‘Yiddish has always been anarchistic’

Punks and Yiddishists in Tel Aviv unite.

‘Yiddish has always been anarchistic’
Mendy Cahan, the founder of YUNG YiDiSH. Credit: Alice Austin

“BOKER TOV!” (“GOOD MORNING!”) shouts the guitarist with the spiky green hair. “BOKER TOOOV!” the 100-strong crowd shouts back. It’s a Thursday evening in late November, and YUNG YiDiSH is packed full of punks. The ages range from preteen to prehistoric, but everyone looks right at home and dressed for the occasion: mohawks, dreadlocks, leather jackets, fishnet tights, walloping great big boots. One man whose face is mostly piercings wears a t-shirt that says “FCK TLV”.

The punks inside YUNG YiDiSH can be as loud as they want, because the library is on the fifth floor of Tel Aviv’s central bus station. Most Tel Avivians consider the station an eyesore, a giant stain on the landscape of the city (which is hardly famed for its architectural charm) and a magnet for criminals and crackheads. But that view is superficial.

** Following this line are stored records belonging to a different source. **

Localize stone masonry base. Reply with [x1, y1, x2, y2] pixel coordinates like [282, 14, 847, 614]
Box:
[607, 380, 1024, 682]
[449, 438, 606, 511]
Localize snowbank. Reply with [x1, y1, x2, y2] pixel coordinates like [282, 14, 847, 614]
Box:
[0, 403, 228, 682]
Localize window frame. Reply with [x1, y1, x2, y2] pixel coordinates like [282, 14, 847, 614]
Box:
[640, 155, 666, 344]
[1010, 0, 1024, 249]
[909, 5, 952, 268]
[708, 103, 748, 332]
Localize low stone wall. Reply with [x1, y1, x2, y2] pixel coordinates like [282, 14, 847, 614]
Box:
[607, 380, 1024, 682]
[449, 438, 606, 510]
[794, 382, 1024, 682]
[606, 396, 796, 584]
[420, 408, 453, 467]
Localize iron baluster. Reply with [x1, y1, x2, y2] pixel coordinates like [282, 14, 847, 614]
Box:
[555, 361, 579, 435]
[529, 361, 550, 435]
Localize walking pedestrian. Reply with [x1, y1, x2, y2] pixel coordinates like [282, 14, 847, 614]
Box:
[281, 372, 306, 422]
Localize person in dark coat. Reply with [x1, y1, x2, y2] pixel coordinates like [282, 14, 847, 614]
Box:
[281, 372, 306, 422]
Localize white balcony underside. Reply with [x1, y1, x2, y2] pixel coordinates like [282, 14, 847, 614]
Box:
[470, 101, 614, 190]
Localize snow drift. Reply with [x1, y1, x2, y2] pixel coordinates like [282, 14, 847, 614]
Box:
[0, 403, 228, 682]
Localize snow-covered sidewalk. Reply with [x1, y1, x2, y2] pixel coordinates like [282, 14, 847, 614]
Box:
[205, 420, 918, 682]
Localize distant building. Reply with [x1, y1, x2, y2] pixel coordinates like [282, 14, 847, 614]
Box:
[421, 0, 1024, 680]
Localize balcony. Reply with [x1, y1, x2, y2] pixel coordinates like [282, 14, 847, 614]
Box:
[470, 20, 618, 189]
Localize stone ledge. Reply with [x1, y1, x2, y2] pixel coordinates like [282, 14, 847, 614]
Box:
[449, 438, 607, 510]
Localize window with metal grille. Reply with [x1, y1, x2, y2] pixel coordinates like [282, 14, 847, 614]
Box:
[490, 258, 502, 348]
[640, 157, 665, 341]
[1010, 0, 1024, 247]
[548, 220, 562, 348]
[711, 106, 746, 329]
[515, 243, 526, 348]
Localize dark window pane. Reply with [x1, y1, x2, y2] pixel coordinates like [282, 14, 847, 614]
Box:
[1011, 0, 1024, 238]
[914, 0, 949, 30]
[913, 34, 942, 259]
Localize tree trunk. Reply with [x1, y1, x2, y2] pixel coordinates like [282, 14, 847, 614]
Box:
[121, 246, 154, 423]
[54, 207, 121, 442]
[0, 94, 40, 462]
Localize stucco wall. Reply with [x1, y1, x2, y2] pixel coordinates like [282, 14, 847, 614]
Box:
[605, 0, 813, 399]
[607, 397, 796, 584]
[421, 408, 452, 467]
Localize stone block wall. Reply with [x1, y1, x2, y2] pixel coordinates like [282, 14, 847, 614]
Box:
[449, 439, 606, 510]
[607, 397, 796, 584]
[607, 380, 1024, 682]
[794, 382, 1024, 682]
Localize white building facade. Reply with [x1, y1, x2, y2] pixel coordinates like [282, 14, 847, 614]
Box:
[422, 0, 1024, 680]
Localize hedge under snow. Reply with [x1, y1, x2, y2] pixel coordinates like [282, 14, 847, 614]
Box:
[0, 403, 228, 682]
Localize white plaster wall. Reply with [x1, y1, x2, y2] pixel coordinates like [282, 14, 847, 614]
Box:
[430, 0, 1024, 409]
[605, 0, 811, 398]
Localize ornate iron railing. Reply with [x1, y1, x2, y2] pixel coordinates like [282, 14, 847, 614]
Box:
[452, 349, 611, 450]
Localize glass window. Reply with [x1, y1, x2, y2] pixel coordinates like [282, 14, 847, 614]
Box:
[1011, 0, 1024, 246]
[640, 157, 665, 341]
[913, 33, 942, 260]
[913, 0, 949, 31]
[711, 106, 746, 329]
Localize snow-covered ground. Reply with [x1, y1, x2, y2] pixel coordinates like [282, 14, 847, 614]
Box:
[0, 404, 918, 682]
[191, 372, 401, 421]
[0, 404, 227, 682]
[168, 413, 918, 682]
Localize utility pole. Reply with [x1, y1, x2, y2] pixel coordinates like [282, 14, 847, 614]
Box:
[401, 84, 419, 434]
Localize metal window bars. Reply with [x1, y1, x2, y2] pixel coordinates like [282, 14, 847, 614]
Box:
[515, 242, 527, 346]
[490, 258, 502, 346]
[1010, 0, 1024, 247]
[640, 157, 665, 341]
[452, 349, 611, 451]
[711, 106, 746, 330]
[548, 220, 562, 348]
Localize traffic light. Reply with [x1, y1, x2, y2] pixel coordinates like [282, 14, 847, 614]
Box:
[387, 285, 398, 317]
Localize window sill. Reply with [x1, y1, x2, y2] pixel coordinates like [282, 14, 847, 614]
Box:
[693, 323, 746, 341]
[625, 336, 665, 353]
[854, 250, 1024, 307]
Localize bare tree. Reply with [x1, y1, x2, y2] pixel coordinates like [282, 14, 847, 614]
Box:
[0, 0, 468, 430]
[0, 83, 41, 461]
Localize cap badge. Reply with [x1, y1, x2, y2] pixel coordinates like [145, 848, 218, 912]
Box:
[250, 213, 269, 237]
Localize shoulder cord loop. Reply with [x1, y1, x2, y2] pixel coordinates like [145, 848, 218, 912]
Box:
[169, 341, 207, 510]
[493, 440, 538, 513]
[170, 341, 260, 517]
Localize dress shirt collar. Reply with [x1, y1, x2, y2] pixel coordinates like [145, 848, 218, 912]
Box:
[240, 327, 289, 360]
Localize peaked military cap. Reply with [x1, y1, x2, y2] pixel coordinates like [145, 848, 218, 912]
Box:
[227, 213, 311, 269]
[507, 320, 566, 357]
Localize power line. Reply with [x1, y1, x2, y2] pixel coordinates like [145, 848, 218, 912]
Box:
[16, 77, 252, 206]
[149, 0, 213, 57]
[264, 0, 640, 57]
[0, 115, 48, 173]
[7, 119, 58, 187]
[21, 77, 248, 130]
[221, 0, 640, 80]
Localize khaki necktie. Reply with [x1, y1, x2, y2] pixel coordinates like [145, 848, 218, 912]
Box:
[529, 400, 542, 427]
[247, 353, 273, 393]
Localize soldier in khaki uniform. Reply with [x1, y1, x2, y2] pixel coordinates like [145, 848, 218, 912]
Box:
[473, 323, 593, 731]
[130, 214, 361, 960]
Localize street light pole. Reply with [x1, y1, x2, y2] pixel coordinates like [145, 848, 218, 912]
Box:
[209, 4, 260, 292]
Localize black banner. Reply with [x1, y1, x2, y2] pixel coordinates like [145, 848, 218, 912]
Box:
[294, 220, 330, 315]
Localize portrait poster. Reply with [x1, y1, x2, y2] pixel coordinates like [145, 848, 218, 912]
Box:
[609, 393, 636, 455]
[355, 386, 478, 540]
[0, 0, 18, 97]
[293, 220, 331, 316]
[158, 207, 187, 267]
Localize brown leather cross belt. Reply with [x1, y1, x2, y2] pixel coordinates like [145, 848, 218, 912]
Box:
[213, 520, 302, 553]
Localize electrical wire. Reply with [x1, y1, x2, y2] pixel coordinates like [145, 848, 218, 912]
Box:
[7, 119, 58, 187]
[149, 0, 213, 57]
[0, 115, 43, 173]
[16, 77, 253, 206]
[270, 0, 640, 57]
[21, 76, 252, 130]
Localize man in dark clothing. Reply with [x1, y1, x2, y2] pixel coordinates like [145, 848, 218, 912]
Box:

When Ran Karmi designed the bus station in 1967, he envisioned a city under one roof. He imagined streets lined with clothes shops and cafes, and plazas where people could sit and eat. The blueprints were hailed an architectural triumph, but a range of demands from the bus companies, local council and investors scuppered those grand plans. After all the tweaks and changes, it came out rather odd.

A punk band performs at YUNG YiDiSH. Credit: Alice Austin

The station – the largest in the world when it opened, and now second only to Delhi – was built bang in the middle of the neglected residential neighbourhood of Neve Sha’anan, so by the time it was completed three decades later, anyone who could afford to had moved away, leaving behind those with no other choice. And while many Tel Avivians were excited by the shiny new station, enthusiasm soon faltered. Shops shuttered, rents dropped and that’s when the station became a second home to some of Tel Aviv’s most marginalised communities – African asylum seekers and south-east Asian migrant workers in particular – and subculture began to flourish.

The station plays host to a weekly Filipino food market, a dance school, a clinic that offers sex workers free healthcare, and a money-wire service for foreign workers to send home remittances. Wander around for long enough and you’ll also find a synagogue, a couple of churches, a sealed-off bus tunnel that is now home to a colony of Egyptian fruit bats, an abandoned cinema, the recently shuttered nightclub The Block, more clothes shops than you can count, and an underground nuclear bomb shelter with room for tens of thousands to take cover.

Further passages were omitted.